10 - shell: cd /tmp && bash cloud_worker.sh > cloud-log.log
11 - shell: python3 /tmp/predict_loop.py
12 async: 3120
13 poll: 0
14 finalize:
15 - debug:
16 msg: "Saving results"
17 - fetch:
18 src: /tmp/predict.log
19 dest: "{{ working_dir }}/experiment-results/"
20 validate_checksum: no
21# CLIENT
22- hosts: edge.client.*
23 depends_on:
24 service_selector: cloud.server.*
25 grouping: "round_robin"
26 prefix: server
27 prepare:
28 - copy:
29 src: "{{ working_dir }}/artifacts_edge/"
30 dest: /tmp
31 launch:
32 - debug:
33 msg: "Running the client"
34 - shell: "cd /tmp && bash edge_worker.sh edge_data 100 {{ server.__address6__ }} True > edge-log.log"

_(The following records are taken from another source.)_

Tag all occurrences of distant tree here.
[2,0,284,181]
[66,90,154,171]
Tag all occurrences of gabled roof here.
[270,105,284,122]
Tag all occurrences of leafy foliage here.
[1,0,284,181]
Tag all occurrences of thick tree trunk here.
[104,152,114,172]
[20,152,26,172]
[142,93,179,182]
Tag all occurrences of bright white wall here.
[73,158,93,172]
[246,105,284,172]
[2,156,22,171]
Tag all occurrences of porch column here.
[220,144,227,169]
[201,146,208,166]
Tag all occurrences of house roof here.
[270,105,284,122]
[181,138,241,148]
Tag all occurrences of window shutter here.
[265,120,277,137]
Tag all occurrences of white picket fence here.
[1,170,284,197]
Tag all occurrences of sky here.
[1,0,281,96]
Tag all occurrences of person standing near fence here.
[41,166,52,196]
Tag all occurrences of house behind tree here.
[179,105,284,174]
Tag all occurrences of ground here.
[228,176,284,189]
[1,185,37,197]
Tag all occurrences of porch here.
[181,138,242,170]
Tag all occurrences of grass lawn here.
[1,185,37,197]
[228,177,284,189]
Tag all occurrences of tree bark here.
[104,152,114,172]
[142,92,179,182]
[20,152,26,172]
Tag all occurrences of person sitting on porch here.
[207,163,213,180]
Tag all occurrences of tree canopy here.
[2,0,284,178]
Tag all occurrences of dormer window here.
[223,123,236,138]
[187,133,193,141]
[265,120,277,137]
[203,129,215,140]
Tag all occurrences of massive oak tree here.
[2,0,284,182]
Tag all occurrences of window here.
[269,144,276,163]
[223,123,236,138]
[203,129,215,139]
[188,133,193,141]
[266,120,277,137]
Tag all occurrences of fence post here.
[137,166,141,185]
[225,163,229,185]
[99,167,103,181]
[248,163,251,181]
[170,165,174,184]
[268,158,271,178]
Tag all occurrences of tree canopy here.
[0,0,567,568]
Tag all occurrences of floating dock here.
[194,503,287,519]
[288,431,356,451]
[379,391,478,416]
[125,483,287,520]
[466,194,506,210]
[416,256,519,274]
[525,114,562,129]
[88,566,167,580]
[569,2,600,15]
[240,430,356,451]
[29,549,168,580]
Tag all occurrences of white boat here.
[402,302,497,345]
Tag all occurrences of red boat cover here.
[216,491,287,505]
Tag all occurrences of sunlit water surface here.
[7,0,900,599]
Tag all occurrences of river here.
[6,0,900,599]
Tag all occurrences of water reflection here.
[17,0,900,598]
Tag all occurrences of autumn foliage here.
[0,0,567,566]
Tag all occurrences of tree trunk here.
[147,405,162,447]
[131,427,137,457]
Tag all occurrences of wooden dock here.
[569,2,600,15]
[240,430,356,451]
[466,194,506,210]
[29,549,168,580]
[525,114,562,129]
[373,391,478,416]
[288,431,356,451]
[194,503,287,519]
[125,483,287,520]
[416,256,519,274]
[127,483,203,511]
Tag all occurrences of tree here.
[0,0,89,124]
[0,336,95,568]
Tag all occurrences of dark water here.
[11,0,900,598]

Understanding the parameters of edge_worker.sh:
edge_data is the topic name
100 is the number of times the edge device will send images to the Cloud (every 30 seconds)

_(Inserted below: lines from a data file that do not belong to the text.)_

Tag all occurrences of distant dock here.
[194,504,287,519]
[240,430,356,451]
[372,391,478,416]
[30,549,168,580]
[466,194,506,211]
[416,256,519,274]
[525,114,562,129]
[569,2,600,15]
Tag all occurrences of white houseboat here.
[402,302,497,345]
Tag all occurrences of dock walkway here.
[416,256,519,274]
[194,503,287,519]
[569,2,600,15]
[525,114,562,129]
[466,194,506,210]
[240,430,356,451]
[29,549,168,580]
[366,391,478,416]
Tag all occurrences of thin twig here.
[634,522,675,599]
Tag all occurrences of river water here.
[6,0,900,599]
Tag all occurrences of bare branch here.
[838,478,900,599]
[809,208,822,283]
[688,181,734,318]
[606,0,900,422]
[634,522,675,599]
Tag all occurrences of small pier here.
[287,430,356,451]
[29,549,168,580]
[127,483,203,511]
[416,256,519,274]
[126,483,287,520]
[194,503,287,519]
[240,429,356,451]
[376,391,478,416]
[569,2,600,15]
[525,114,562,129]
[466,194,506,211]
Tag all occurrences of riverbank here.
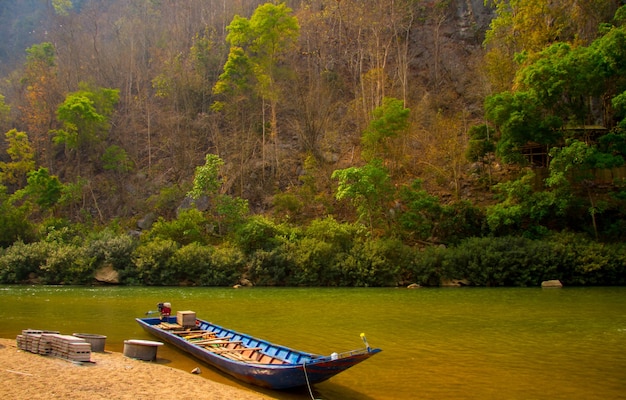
[0,339,271,400]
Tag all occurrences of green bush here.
[404,246,446,286]
[146,208,215,246]
[132,238,180,285]
[171,243,245,286]
[233,216,297,254]
[550,233,626,285]
[85,229,138,271]
[41,244,93,285]
[246,248,295,286]
[0,241,52,283]
[444,236,557,286]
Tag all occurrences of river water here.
[0,286,626,400]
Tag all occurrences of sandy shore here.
[0,339,271,400]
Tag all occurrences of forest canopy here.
[0,0,626,286]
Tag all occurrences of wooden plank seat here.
[190,338,235,346]
[207,347,263,353]
[179,332,216,340]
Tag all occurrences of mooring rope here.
[302,361,317,400]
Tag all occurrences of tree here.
[361,97,410,163]
[331,160,394,233]
[51,87,119,173]
[485,0,616,92]
[485,7,626,163]
[20,42,59,169]
[0,129,35,187]
[187,154,249,234]
[214,3,300,178]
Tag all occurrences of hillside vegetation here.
[0,0,626,286]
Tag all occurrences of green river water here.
[0,286,626,399]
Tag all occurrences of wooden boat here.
[137,313,381,389]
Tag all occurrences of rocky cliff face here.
[411,0,495,113]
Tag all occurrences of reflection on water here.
[0,286,626,399]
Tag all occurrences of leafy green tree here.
[187,154,224,200]
[361,97,410,161]
[0,94,11,131]
[51,85,119,171]
[187,154,249,234]
[102,145,133,173]
[331,160,394,232]
[214,3,300,175]
[0,129,35,187]
[485,8,626,163]
[24,167,63,210]
[0,185,35,248]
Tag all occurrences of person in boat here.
[157,303,172,321]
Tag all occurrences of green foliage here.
[398,179,443,240]
[213,195,250,235]
[52,0,74,17]
[485,9,626,163]
[213,3,300,109]
[0,185,35,248]
[51,84,119,155]
[0,129,35,185]
[26,42,56,68]
[331,160,394,231]
[102,145,133,172]
[338,238,410,287]
[234,216,295,254]
[146,208,213,245]
[486,171,571,236]
[485,92,563,164]
[187,154,224,200]
[0,241,52,283]
[304,217,368,253]
[465,124,496,162]
[171,243,244,286]
[132,237,180,285]
[361,97,410,161]
[551,233,626,285]
[84,229,138,271]
[24,167,63,210]
[442,236,558,286]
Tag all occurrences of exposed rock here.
[94,264,120,285]
[541,279,563,287]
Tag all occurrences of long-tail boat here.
[136,311,381,389]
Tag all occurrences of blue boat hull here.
[136,317,381,389]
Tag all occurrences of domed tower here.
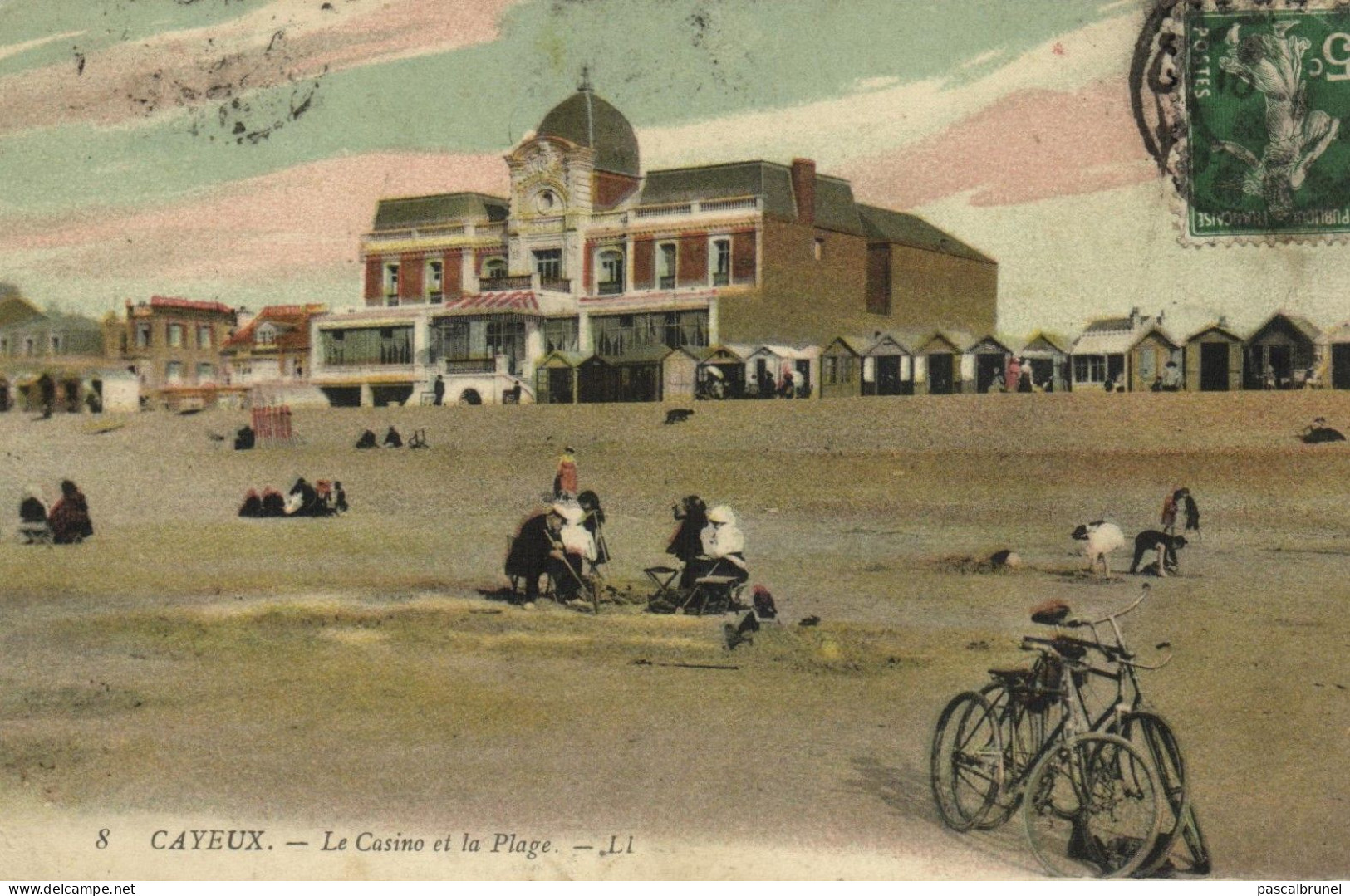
[506,73,641,228]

True means Edge+Cloud processing approach (False means Cloud-only processing approach)
Note
Using depends_on
on the Edge Client edge.client.*
we can access the IPv6
address of the Cloud Server as follows {{ server.__address6__ }}
.
Running & Verifying Experiment Execution
Find below the commands to deploy this application and check its execution.
$ e2clab deploy ~/git/savanna/g5k-fitiot/
~/git/savanna/artifacts/
Note
For the first deployment, a good practice is to do it incrementally, as explained here.
Firewall rule
You can see the firewall rules created at https://api.grid5000.fr/stable/sites/
<site>
/firewall/<job_id>
.
ssh to the Cloud server
$ ssh root@paravance-40.rennes.grid5000.fr
$ root@paravance-40:~# tail -f /tmp/predict.log
You may also check the mosquitto topic
You can use the Python script at ~/git/savanna/artifacts/utils/mosquitto_sub_img.py
to
download images received. Images will be downloaded in the directory you run the script.

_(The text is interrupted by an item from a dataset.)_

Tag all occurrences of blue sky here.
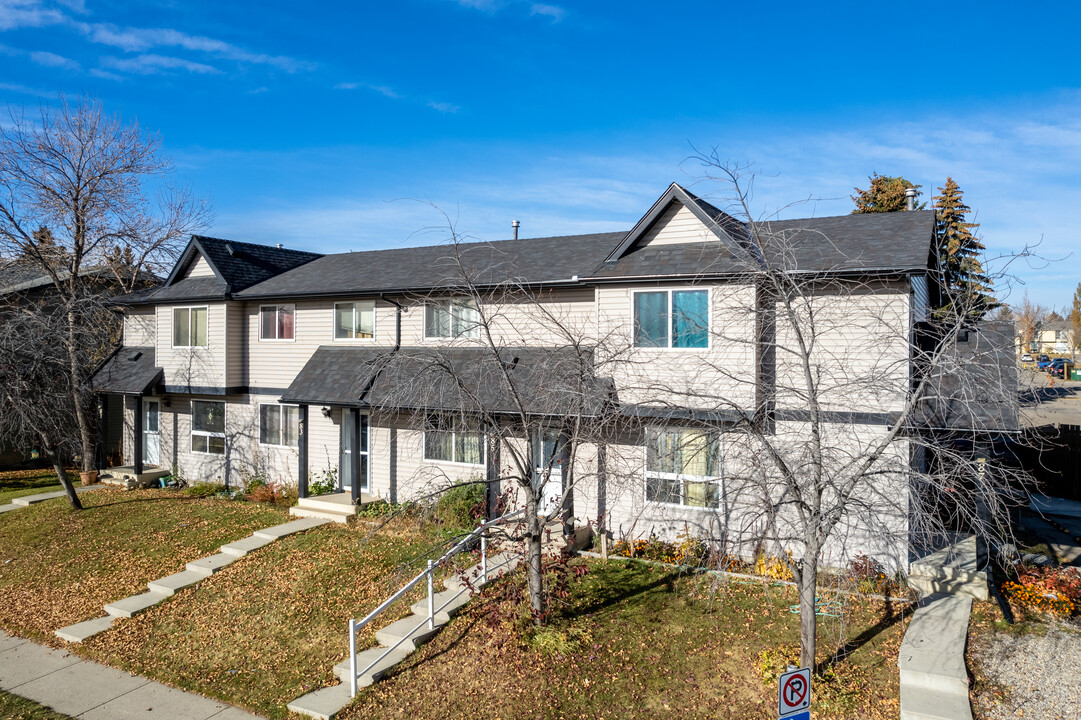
[0,0,1081,307]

In the example below, 2001:660:4406:700:1::28
is the IPv6 address of the cloud server.
$ python mosquitto_sub_img.py --topic edge_data --mqtt_broker 2001:660:4406:700:1::28
Deployment Validation & Experiment Results
Find below the files generated after the execution of each experiment. It consists of:
validation files:
layers_services-validate.yaml
,network-validate/
, andworkflow-validate.out
experiment resutls: for each experiment a new directory is generated
20230623-113827/
.
$ ls ~/git/savanna/g5k-fitiot/20230623-113827/
layers_services-validate.yaml # Mapping between layers and services with physical machines
network-validate/ # Network configuration for each physical machine
workflow-validate.out # Commands used to deploy application (prepare, launch, and finalize)
experiment-results/ # Experiment results
Plotting the results: you can use the
~/git/savanna/artifacts/utils/plot_processing-time.py
Python script to plot the results as in Figure 2: Cloud-centric vs Edge+Cloud processing. Update the script according to your needs.